Farmaskop - İlaç ve Sağlık Profesyonellerinin Dergisi

17 Mayıs 2011, Salı 15:55

Ruh besini

Flüte yeni başladığım yıllarda her nasılsa elime geçen hazine değerindeki "The flute solos of Ian Anderson" nota kitabının girişindeki "…böylece Ian Anderson pasaportuna MÜZİSYEN yazdırdı" ibaresi aklımı almıştı. Aradan onyıllar geçti; orda-burda, şunu-bunu çaldım; gel gör ki pasaportumda "purofüsür" yazıyor. Mamafih hayatımda kendimi şu sazlarıma elimi sürmeden geçen son onyıldaki kadar müzisyen hissetmemiştim; envai çeşit müzik hiç bu kadar çok şey ifade etmemiş, içime sinmemişti. Bu duygu durumunu sezmek için Amadeus filminde Salieri’nin papaza olan-biteni anlatırken "herif meleklerinin sesini yakalamıştı" diyerek "allahına isyan ettiği" sahneyi izleyebilirsiniz.

Şu anda idari işlerle uğraşıyorum ağırlıklı olarak. Hayalperest naturamdan ötürü hayatım boyunca futbolcudan Çe Gevera’ya, uzaylıdan vampire birçok şey olma hayali kurmuşluğum vardır da asla idareci olmayı düşlememişimdir. Elalemin yaptığıyla uğraşmak, hesabını tutmak, onlardan sorumlu olmak, yön vermek, aslen beni hiç ilgilendirmeyen gelişmelere göre şekil almak, plan yapmak, strateji tezgâhlamak tabiatıma hiç uygun değil zira. Bu hissiyatı "Messi hiç Belediyespor’a menajerlik eder mi?" diye ifade etmişliğim vakidir. Hadi bir Messi değilsem de Sergen’den aşağı kalır yanım yoktur doğrusu. Bidayette büyük düşünür Cevat Prekazi’ye "Bir de koşsan çok büyük topçu olacaksın" dendiğinde, muhteremin dönüp sarfettiği "Koşacak olsam Barselona’da oynarım" vecizesi tarihin altın sahifelerinde yerini almıştır.

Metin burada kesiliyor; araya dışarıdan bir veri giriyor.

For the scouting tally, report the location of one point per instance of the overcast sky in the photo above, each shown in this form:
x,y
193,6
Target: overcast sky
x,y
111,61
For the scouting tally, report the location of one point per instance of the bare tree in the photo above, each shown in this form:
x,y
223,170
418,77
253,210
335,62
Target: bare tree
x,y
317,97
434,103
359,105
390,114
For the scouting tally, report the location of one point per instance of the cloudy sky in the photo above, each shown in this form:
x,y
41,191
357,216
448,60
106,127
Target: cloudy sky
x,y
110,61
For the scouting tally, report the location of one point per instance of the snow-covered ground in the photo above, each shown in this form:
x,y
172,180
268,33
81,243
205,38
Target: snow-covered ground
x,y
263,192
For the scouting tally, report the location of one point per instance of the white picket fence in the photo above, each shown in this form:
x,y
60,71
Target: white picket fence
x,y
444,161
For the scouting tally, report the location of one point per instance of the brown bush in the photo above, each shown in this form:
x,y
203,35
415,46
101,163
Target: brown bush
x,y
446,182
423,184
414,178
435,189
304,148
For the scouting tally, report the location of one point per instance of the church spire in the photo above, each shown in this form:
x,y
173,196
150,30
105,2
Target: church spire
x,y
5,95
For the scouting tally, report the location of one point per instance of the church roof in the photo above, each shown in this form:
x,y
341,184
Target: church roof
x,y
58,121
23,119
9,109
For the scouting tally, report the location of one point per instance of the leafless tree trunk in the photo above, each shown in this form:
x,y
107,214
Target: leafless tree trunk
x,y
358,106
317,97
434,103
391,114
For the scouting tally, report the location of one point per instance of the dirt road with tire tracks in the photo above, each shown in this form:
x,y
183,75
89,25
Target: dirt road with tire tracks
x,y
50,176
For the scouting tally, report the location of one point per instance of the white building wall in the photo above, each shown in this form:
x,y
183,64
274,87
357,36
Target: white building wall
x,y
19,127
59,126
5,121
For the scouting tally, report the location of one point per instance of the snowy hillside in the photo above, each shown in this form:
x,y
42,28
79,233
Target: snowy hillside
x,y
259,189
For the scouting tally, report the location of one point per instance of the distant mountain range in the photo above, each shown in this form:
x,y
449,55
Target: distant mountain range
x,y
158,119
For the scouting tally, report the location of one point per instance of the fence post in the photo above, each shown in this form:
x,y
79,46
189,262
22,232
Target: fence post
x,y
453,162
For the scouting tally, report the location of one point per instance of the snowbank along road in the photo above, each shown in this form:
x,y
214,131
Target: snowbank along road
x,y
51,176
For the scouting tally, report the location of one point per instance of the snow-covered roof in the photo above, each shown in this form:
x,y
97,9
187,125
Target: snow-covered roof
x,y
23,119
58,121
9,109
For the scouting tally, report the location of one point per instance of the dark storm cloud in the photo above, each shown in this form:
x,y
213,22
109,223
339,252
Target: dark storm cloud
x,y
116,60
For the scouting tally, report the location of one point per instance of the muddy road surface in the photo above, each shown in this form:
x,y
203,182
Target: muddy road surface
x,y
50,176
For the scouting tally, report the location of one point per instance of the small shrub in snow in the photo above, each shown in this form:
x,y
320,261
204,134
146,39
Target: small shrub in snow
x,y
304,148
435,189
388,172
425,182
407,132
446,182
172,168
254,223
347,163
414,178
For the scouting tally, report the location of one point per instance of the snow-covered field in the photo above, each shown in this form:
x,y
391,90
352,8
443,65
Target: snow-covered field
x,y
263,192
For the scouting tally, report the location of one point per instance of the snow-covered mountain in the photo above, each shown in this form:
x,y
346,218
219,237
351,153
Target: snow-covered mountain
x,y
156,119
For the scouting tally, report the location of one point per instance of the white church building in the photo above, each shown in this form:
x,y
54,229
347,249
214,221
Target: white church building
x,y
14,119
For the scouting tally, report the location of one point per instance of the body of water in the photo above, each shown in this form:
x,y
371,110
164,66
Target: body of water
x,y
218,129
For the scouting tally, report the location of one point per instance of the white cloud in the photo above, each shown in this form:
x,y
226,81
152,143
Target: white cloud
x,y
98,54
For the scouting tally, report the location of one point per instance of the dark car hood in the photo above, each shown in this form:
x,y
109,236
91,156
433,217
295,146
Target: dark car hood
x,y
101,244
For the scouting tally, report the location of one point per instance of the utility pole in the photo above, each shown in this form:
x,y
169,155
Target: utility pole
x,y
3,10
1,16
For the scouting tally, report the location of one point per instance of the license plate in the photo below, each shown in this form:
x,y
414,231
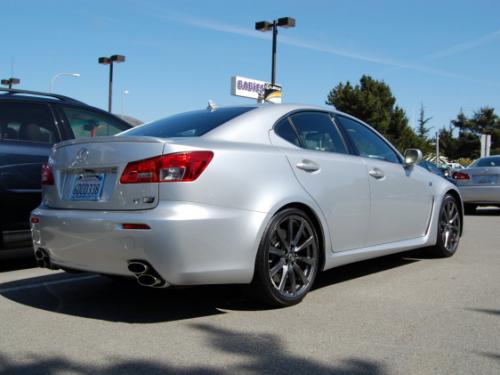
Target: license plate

1969 yazında henüz 11 yaşındayken bütün paramla bir steryo sistem aldım ve öğleden sonralarımı odamda müzik dinleyerek geçirmeye başladım; Cream, Rolling Stones, Chicago, Simon and Garfunkel, Bizet, Tchaikovsky, George Shearing ve saksofoncu Boots Randolph. Çok yüksek sesle de dinlemiyordum ama evde çalışan edebiyatçı annem rahatsız oldu ve iş adamı babam bir pazarlık önerdi; sıkı bir kulaklık alması karşılığında onlar evdeyken müziği bununla dinlemem. Kulaklık hayatımı değiştirdi diyebilirim, hiç duymadığım sesleri duymaya başladım ve artık akorlar, melodi, sözler ve nüanslardan çok "sound" beni pençesine aldı. Yatakhanede hoparlörlerimle olan kazadan sonra koleji bıraktım ve bir rock topluluğuna katıldım. Bayağı da başarılıydık o zamanlar, profesyonel stüdyolarda kayıt yapabiliyorduk, buralarda kayıt teknikleriyle iyice haşır neşir olma olanağı buldum. Derken gitaristin intihar denemeleri, vokalistin türlü çeşit madde çekip kendini kesmelerinden gına gelince icracılığı bıraktım ve kendimi prodüksiyon işine verdim. Bu arada müzikten niye zevk aldığımız, niye bunu değil de ötekini sevdiğimiz, ses renklerini nasıl algıladığımız iyice kafamı kurcalamaya başladı ve sonunda okula geri döndüm. Stanford’da nörofizyoloji derslerine katılmaya başladım, okulu birincilikle bitirdim, şimdi müzik nörofizyolojisi konusunda kendi laboratuvarım var…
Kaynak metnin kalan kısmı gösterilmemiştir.